And his point is this: that living “according to the flesh” is like slavery, but living “according to the Spirit” is freedom. Living “according to the flesh” was Abraham’s attitude when he conceived Ishmael in Hagar’s womb: self-reliance, choosing second-best options, compromising relationships to get what you think you need, not waiting for God’s provision. Living “according to the Spirit” is what Abraham should have done: wait for the fulfillment of God’s promise.


St Paul is assuring us that, as Christians, we live by reliance on God’s promises; we do not live in the slavery of making our own way in the world and our own way in our relationship with God. We are like Isaac, the freeborn child whose life is a miracle and a gift—not like Ishmael, the child born into slavery, a child born out of conflict and mistrust.

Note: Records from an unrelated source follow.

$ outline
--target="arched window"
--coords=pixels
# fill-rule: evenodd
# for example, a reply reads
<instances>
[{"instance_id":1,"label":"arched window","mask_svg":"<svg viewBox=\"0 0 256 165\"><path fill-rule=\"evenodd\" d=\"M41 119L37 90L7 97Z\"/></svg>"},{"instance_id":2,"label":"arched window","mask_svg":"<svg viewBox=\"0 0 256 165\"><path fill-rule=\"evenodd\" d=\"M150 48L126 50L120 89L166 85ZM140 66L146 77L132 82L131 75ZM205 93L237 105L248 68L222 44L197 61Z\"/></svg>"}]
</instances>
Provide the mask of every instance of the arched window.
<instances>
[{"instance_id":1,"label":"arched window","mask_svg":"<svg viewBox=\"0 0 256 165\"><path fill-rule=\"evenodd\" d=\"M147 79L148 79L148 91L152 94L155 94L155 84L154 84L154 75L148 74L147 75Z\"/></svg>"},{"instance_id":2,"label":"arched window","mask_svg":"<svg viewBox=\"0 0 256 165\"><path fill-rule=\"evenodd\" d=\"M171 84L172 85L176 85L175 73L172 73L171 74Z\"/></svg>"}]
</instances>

Our reading is about what we do whenever that tempting thought creeps back into our minds that says, “God won’t provide. You need to make your own way. You can’t get by on faith alone.” St Paul tells us: “cast out the slave woman and her son”—banish that lying thought which enslaves you to relying only on yourself, and get back to the security and freedom of relying on God’s promises. You are God’s beloved child with a sure place in the household, not his illegitimate child or his slave.


In our Gospel reading we get this teaching in an image. Confronted with the problem of feeding five thousand men and their families in the wilderness, the disciples simply can’t do it: the power of self-reliance has run out. But there is a little boy who, instead of giving up, offers Jesus what he has—five small loaves and two fish—not knowing what Jesus will do with it, but trusting that Jesus can provide. And he does: the loaves and the fish multiply as be breaks them, and everyone has enough with leftovers. God provides as we trust him with everything we have.


The freedom St Paul wants for us comes from laying down our own will—all of our desires to make ourselves secure—and living in the security of God’s goodwill toward us.

Last week I came across an image for what it means to give over our will to the will of God. We should become like metal heated in the fire, which remains itself, but glows with the fire’s heat. As we surrender our self-will to the will of God, we remain ourselves, we are enflamed with a perfection that exceeds our natural capacity. God working in and through us is better for us than anything we could achieve for ourselves.


This is life according to the Spirit, rather than life according to the flesh. Perfection consists in giving oneself up, giving oneself over to the perfect will of God and leaving behind reliance on oneself. This is freedom, freedom from the dilemmas and necessities of making your own way—and it is joy, as we receive from God whatever God provides for our spiritual and material life with thankfulness rather than anxiety.


As we will see very soon in the mysteries of Holy Week, this is what Christ did: not his own will, but the will of the Father who sent him (John 6:38). Jesus goes to the cross because he surrenders himself entirely to God, trusting that God will be his defender and justifier, even if waiting for the realization of that promise will mean passing through death and hell first. His reward is to enter full communion with God, united to the Father in perfect fulfillment and security, and perfect love for all things. This life is ours as we also totally surrender our wills to the Father.


Practically, surrendering our will means living in patience, waiting on the call and provision of God. Are we anxious about what the next stage of our lives might hold: illness, loss, financial difficulty? Surrender that anxiety to God, giving up any particular desire you might have for your own future, and wait on his provision. Are we directionless, not knowing what gives purpose to our lives? Surrender to God all the attachments which prevent you perceiving where God calls you to be and what to do, and wait in prayer for God’s prompting.


God’s will might include difficulty for us, but in the end it always includes salvation and a peace which passes understanding. Rest in the security of God’s goodwill toward you, join your will to his in love for the world, and never give that up for the slaveries of worldly anxiety.